LAUSR

Background Allergen immunotherapy (AIT) can induce immune tolerance to allergens by activating multiple mechanisms, including promoting IgG4 synthesis and blunting IgE production. However, the longitudinal data of sIgE and sIgG4 to allergen components during AIT are limited. Objective We sought to investigate the persistence and evolution of sIgE and sIgG4 against house dust mite (HDM) components during AIT and explore their correlation with clinical responses. Methods Sixty allergic rhinitis (AR) with/without asthma patients receiving AIT for HDM were enrolled in AIT group. Thirty AR patients without receiving AIT served as control group. Blood samples were collected for sIgE, sIgG4 to HDM components (Derp 1, Derf 1, Derp 2, Derf 2, Derp 7, Derp 10, Derp 21 and Derp 23) assay at baseline, Month 6 and Month 18 of AIT. Combined symptom and medication scores (CSMS) were obtained accordingly.
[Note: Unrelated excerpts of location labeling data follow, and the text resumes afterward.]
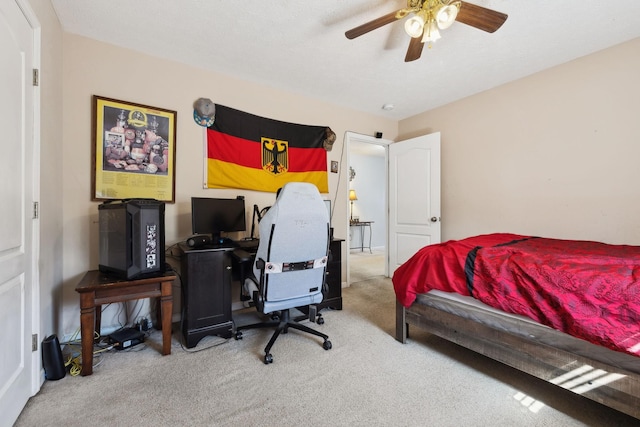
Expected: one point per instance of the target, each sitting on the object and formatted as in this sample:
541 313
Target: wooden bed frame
529 347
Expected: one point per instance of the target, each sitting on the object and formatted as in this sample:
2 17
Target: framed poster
134 151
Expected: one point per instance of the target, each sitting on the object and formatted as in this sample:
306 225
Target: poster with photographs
134 151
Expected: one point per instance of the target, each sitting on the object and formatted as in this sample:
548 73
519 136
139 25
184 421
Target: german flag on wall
255 153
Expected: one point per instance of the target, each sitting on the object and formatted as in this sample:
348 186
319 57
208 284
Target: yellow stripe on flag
236 176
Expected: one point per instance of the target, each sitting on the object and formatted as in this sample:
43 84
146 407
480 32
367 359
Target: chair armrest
241 255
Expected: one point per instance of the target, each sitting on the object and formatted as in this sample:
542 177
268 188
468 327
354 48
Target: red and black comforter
587 289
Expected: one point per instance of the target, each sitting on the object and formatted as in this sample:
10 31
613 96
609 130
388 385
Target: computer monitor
217 216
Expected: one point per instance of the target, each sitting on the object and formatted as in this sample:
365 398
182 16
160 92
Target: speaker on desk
198 241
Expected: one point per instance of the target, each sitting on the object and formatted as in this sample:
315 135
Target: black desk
207 275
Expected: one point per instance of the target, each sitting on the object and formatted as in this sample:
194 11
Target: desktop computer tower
132 238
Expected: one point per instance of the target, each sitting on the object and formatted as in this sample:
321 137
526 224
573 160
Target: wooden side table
97 288
362 225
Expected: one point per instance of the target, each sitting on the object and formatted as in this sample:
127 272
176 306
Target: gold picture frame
134 151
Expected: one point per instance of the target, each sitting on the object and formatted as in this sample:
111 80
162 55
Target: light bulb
414 26
447 15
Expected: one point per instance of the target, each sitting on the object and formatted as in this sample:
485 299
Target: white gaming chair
291 260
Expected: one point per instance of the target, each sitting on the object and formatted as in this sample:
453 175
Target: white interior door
17 262
414 197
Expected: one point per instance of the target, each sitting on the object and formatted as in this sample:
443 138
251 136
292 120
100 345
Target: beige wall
555 154
51 154
94 68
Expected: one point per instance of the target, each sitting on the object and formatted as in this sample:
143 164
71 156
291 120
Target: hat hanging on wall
204 112
330 138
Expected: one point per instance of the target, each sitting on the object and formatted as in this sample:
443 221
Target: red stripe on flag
231 149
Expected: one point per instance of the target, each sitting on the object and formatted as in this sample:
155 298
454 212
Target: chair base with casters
282 321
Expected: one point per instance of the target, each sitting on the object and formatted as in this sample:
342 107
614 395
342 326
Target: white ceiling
299 45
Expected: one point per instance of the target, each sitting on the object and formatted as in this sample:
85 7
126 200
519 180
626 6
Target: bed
565 311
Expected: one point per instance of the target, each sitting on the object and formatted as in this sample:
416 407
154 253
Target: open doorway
367 198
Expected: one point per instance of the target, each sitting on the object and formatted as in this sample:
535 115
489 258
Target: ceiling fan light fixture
414 25
447 15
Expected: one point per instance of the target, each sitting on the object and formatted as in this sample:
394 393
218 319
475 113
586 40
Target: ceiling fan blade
415 49
480 17
372 25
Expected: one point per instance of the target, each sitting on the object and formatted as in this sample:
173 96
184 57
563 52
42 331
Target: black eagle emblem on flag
275 156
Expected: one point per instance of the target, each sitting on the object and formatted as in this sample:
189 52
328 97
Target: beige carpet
368 378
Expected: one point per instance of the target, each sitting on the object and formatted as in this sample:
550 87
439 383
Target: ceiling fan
430 16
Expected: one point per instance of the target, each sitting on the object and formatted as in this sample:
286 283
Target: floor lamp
352 197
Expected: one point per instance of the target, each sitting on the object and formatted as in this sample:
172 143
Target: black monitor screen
215 216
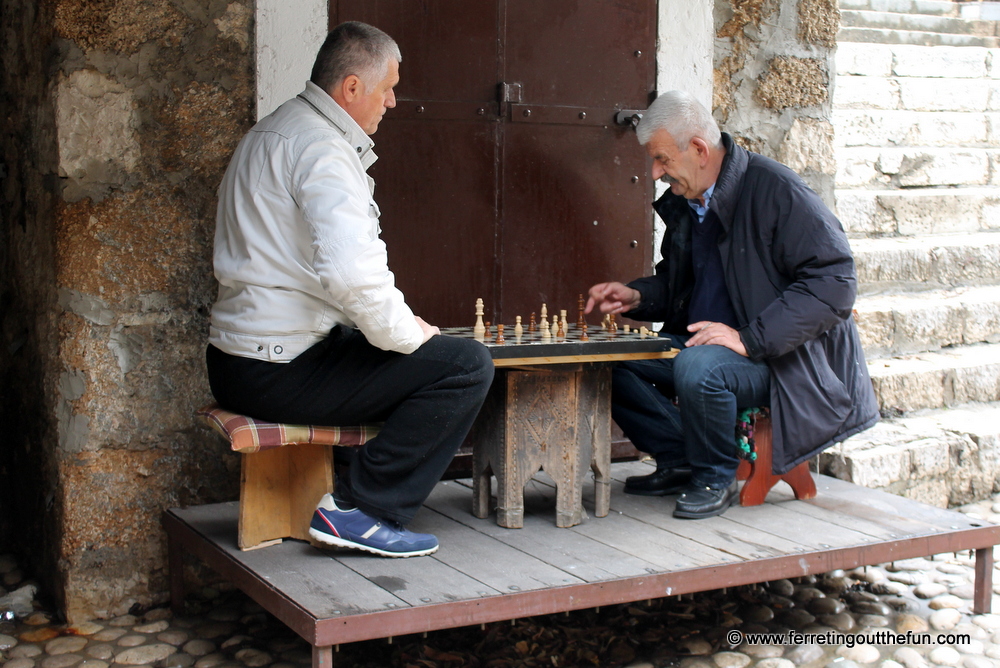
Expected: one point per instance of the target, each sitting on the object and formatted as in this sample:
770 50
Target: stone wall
134 109
773 82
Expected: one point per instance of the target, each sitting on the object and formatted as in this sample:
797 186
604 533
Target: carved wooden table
550 409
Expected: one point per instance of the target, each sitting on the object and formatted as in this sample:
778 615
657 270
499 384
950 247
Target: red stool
758 473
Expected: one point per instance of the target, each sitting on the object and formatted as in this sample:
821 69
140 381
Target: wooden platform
485 573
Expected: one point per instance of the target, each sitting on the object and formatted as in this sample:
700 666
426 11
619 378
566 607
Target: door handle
629 117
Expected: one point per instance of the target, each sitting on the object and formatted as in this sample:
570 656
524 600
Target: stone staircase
917 127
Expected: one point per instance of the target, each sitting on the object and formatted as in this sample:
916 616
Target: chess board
602 346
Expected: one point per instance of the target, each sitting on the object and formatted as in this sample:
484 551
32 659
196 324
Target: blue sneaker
355 529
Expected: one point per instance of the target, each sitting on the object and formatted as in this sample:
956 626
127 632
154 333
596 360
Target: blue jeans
711 384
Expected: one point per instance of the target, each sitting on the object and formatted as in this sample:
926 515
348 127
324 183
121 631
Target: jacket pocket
810 403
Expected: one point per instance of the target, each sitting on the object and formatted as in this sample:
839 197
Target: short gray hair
682 116
354 48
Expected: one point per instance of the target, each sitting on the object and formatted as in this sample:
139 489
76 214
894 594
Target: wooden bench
285 471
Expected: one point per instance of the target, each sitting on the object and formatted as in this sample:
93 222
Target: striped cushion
246 434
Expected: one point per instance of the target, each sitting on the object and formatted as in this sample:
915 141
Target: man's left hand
716 334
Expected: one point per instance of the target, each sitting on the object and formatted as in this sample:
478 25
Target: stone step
893 324
918 211
899 127
888 20
944 457
907 60
926 262
930 7
917 93
882 168
893 36
949 377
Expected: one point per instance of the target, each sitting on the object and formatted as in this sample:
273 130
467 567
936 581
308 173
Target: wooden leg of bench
279 490
322 656
982 597
759 474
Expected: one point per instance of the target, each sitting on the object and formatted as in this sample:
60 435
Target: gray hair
682 116
354 48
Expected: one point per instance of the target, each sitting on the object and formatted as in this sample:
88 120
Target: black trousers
428 401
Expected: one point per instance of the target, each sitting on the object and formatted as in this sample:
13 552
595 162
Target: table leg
175 568
595 395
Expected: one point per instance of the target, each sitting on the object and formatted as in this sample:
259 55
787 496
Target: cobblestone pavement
856 610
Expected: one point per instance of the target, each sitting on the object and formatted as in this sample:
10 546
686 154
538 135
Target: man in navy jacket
756 287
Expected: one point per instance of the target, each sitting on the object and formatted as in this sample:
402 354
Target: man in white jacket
309 327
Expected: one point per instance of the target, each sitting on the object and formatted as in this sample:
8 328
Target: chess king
756 288
309 327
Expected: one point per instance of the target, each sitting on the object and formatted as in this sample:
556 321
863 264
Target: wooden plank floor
486 573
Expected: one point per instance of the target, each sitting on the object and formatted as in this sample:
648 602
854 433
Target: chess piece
479 331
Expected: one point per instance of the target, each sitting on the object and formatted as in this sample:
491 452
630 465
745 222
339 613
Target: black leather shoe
699 502
659 483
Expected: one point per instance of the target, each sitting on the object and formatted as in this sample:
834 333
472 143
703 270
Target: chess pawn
479 330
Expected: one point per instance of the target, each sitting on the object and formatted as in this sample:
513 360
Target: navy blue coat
792 282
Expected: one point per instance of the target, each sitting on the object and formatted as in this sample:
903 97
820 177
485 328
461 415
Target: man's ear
703 149
350 88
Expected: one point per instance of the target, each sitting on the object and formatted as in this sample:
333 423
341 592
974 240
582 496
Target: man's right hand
612 297
429 330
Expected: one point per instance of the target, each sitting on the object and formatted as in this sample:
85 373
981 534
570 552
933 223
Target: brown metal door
503 153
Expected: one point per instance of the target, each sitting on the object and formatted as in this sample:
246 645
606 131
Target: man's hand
612 297
429 330
716 334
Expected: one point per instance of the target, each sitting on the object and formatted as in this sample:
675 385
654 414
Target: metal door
502 173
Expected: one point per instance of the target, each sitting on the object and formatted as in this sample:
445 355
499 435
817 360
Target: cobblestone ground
221 628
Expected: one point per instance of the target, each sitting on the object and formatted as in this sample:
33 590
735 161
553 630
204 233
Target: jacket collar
325 105
730 181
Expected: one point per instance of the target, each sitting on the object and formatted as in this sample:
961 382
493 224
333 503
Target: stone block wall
122 115
773 82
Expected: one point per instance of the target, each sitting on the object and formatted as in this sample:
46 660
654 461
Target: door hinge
509 92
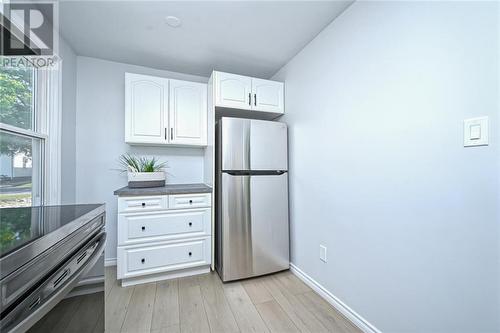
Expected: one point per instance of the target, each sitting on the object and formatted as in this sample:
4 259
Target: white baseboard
109 262
349 313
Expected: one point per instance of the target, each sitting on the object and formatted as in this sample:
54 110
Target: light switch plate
322 253
476 132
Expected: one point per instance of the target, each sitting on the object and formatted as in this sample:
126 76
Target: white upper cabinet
233 91
267 95
146 105
188 113
243 92
163 111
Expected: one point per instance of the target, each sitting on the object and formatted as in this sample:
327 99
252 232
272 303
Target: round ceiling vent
173 21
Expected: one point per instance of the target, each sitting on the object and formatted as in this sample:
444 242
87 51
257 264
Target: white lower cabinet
172 240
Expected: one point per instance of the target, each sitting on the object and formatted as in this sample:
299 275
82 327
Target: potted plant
143 171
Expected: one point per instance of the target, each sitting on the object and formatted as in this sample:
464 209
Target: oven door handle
64 288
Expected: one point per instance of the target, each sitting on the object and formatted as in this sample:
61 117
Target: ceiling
247 37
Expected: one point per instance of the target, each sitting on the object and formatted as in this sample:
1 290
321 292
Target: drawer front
141 204
162 257
189 200
139 228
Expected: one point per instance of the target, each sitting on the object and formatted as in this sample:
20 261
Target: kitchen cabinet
146 108
188 113
233 91
163 236
267 95
161 111
243 92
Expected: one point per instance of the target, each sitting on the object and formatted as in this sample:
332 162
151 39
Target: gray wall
100 138
379 173
68 122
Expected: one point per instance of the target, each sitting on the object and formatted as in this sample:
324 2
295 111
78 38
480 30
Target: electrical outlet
322 253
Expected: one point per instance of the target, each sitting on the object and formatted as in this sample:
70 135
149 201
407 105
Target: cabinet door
188 113
146 105
232 91
267 95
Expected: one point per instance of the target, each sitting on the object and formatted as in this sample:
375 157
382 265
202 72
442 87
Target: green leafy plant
141 164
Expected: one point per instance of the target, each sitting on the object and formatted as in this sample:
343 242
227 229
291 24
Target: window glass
20 170
17 96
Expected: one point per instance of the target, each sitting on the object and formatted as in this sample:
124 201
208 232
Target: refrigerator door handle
254 172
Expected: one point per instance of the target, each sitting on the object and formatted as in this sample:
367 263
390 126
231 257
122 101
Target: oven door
37 303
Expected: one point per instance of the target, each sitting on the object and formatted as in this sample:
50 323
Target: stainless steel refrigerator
252 198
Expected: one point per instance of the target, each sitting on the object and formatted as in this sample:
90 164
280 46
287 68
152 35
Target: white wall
100 138
68 122
378 171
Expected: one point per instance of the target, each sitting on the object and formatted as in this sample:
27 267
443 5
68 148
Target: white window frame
47 128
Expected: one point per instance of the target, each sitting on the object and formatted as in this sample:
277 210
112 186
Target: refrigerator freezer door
255 145
254 220
235 143
268 145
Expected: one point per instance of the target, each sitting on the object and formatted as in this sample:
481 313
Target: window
22 143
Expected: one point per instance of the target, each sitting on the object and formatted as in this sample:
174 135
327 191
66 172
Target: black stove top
23 225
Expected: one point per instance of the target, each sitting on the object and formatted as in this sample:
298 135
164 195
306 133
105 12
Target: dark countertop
167 189
29 231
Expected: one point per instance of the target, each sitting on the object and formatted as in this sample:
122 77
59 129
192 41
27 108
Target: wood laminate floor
79 314
199 304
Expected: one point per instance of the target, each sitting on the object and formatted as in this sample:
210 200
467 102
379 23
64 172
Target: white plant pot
146 179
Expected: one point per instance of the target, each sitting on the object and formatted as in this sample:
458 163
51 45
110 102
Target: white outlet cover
322 253
476 132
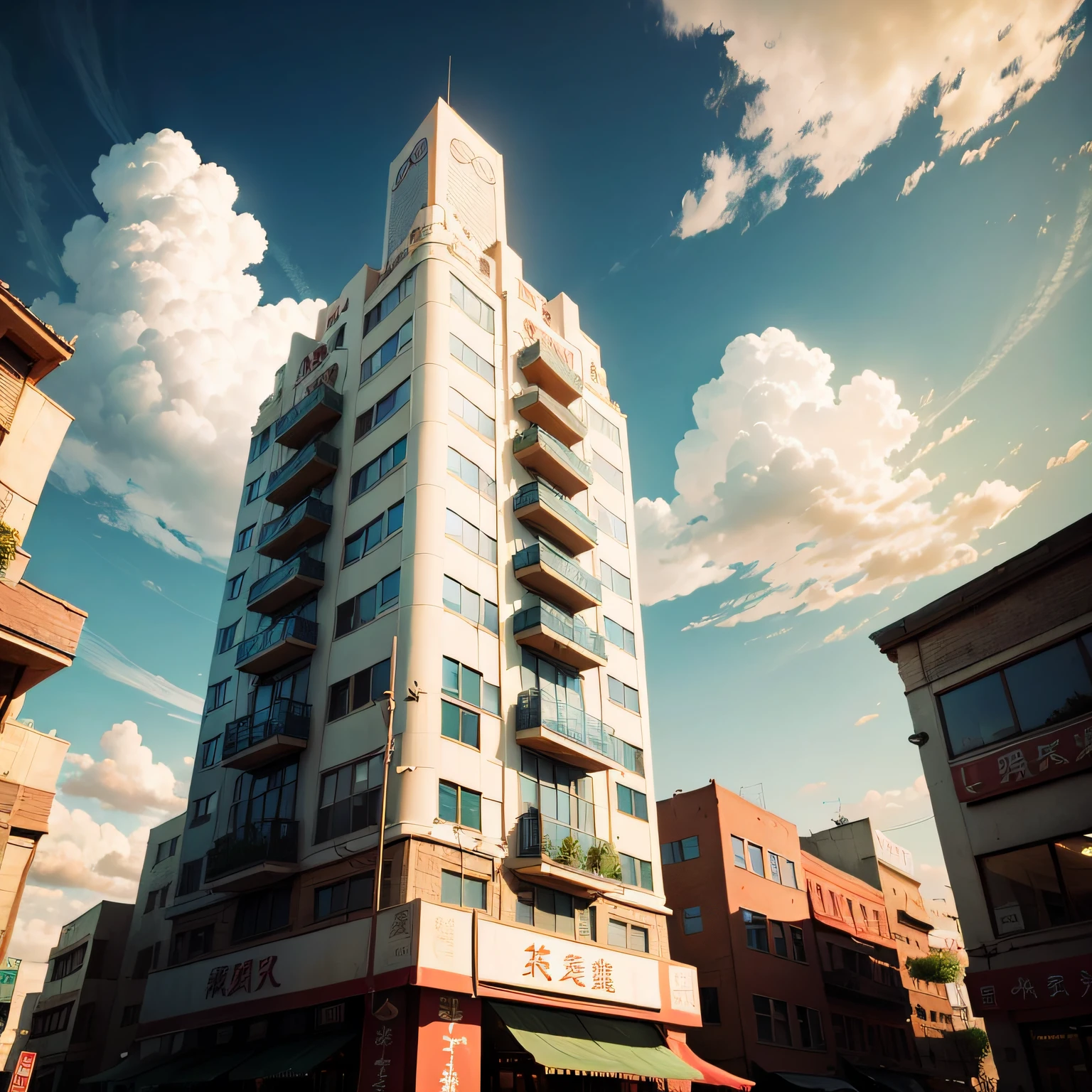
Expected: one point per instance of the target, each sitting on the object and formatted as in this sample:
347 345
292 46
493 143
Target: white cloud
979 153
830 83
1075 450
786 482
108 661
912 179
175 350
128 778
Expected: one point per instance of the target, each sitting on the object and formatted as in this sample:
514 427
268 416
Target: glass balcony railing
273 840
562 625
537 710
284 717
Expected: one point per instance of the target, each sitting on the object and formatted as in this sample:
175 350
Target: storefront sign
1024 761
1043 985
528 960
323 958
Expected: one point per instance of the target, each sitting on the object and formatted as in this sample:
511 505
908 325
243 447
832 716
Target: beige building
998 678
441 464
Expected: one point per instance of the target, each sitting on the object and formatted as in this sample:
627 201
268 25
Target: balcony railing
284 717
541 507
537 710
271 840
308 417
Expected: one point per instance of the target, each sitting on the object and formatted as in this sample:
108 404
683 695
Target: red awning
710 1074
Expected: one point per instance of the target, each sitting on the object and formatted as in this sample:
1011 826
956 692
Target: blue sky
603 114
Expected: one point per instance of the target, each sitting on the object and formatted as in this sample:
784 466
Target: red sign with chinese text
1024 761
1049 984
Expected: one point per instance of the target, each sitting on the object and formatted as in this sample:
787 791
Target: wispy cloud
105 658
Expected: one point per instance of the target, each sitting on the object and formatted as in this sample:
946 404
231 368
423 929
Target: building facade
444 466
998 678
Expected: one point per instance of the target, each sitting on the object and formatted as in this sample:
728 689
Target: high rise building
444 466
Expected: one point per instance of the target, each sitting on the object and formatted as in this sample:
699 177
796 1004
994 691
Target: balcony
540 409
554 633
283 642
283 536
289 582
542 366
550 572
313 415
309 468
536 450
252 855
281 729
541 508
566 732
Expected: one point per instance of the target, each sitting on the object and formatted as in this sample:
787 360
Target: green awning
291 1059
587 1044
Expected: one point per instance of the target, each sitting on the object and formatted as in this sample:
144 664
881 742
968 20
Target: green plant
937 967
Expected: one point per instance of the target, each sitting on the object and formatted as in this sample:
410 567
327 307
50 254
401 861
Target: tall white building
441 464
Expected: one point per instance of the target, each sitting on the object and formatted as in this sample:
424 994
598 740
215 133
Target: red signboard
1051 984
1022 761
21 1078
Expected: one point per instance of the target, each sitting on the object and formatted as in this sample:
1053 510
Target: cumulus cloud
176 352
1069 456
788 483
827 85
128 778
Results In the AIT group, sIgG4 to the HDM components of Derp 1, Derf 1, Derp 2 and Derf 2, Derp 21 significantly increased at Month 18 compared to the baseline (36.2 UA/mL vs 158.8 UA/mL, 46.4 UA/mL vs 94.6 UA/mL, 80.5 UA/mL vs 152.3 UA/mL, 78.3 UA/mL vs 205.1 UA/mL, 42.3 UA/mL vs 59.3 UA/mL, all p<0.05), sIgE to HDM components didn’t see differences at baseline and at Month 18 (all p>0.05).The numbers of positive HDM component sIgE and sIgG4 increased from 4.5 to 5 and 0 to 1.5 respectively (both p<0.05). However, the changes of sIgE, sIgG4, sIgE/sIgG4 ratio and the numbers of positive HDM components had no correlations with the improvement of CSMS after AIT (all ρ<0.3). For the control group, the sIgE and sIgG4 did not change significantly during the observational period (all p>0.05). Conclusion AIT can induce the production of sIgG4 to HDM components. However, the increased sIgG4 levels of HDM component do not correlate with the corresponding sIgE levels at baseline or with AIT response. sIgG4 to HDM components do not qualify as a biomarker to evaluate the efficacy of AIT.